Puerto Rico invoked PROMESA because a stay that had prevented creditors from suing ended and a series of creditors immediately filed suit, hoping to be first in line to be paid.  The PROMESA law stops those lawsuits and, Puerto Rico hopes, will give it substantial leverage to negotiate with creditors and try to convince them to take pennies on the dollar for the debt — with the threat that, if creditors don’t agree, the federal judge could impose an even more draconian result.  Creditors are furious.  Republicans in Congress aren’t willing to go with a bailout option, arguing that Puerto Rico has already received big federal subsidies and should explain why it got into this predicament.

It’s an entirely reasonable request that, frankly, could also be made to many U.S. cities and states that face similar debt issues.  Puerto Rico’s economy has struggled for years, and Puerto Rico officials decided, year after year, to borrow to pay their operating expenses rather than doing the responsible thing:  cutting costs, pruning government employee pensions, trimming payrolls, and forsaking pet projects in favor of fiscal prudence.  Now creditors and employees who have pension obligations will have to take pennies on the dollar, and according to a federal board Puerto Rico is “unable to provide its citizens effective services” — all because Puerto Rico’s politicians were unable to make the tough decisions and kept borrowing to put off doing so until some point in the future.  Now that time has come.

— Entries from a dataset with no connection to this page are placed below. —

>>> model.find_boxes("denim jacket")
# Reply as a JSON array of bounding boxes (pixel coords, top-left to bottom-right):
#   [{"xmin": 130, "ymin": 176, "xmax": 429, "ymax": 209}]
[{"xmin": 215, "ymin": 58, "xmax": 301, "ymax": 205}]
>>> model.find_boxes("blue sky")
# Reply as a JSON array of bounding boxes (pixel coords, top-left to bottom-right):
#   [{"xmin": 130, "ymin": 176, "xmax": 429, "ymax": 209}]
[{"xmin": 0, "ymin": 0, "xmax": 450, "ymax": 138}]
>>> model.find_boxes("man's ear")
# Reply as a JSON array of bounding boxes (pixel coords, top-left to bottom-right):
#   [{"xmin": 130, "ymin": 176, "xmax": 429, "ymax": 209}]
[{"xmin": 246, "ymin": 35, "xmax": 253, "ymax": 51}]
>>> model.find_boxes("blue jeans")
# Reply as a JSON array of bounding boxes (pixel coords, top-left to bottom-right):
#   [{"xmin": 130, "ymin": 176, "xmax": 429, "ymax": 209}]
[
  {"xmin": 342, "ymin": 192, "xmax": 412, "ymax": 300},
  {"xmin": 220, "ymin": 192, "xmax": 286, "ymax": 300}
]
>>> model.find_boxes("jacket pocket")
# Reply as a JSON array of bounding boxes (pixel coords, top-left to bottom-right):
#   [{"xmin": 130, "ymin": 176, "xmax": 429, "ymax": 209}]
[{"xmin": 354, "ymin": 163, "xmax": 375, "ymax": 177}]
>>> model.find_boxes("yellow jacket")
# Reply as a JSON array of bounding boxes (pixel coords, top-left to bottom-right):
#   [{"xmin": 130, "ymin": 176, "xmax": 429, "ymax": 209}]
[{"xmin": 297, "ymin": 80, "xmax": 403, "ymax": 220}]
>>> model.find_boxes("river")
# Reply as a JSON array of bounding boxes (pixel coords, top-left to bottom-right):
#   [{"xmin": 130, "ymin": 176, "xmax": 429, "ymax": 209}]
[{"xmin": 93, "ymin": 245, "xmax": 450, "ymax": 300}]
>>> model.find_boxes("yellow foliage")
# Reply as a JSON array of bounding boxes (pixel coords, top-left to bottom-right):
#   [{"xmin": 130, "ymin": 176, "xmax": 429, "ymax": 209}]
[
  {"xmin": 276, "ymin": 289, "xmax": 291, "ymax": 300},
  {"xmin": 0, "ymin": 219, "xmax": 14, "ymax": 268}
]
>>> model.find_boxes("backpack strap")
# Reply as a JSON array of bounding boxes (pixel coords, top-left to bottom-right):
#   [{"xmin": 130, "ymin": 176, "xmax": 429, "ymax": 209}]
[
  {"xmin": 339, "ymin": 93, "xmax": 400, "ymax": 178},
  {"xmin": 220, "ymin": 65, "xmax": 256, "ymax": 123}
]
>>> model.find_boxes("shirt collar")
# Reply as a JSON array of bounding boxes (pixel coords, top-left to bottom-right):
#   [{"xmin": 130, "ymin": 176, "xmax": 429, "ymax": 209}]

Investors who may have bought Puerto Rico bonds at a discount, after the difficulties became obvious, might not be sympathetic characters, but many of its bonds likely are held by individuals who viewed bonds issued by a U.S. territory to be a pretty safe investment that would help fund their retirement years.  And employees who have earned pensions will receive less than they were promised, meaning they’ll have to tighten their belts even though Puerto Rico’s successive governments didn’t do so.  And a default of sorts on Puerto Rico’s governmental debt isn’t going to be helpful for other governmental entities that want to borrow through issuance of bonds, either.

Interesting, isn’t it, that the federal statute that allows Puerto Rico to go through the quasi-bankruptcy process — PROMESA — sounds a lot like “promise”?  Thanks to its governmental mismanagement, for Puerto Rico the PROMESA process it will be more like promises broken.  I only hope that the successive administrations who put their heads in the sand and borrowed, borrowed, and borrowed are in some way held accountable for their gross irresponsibility.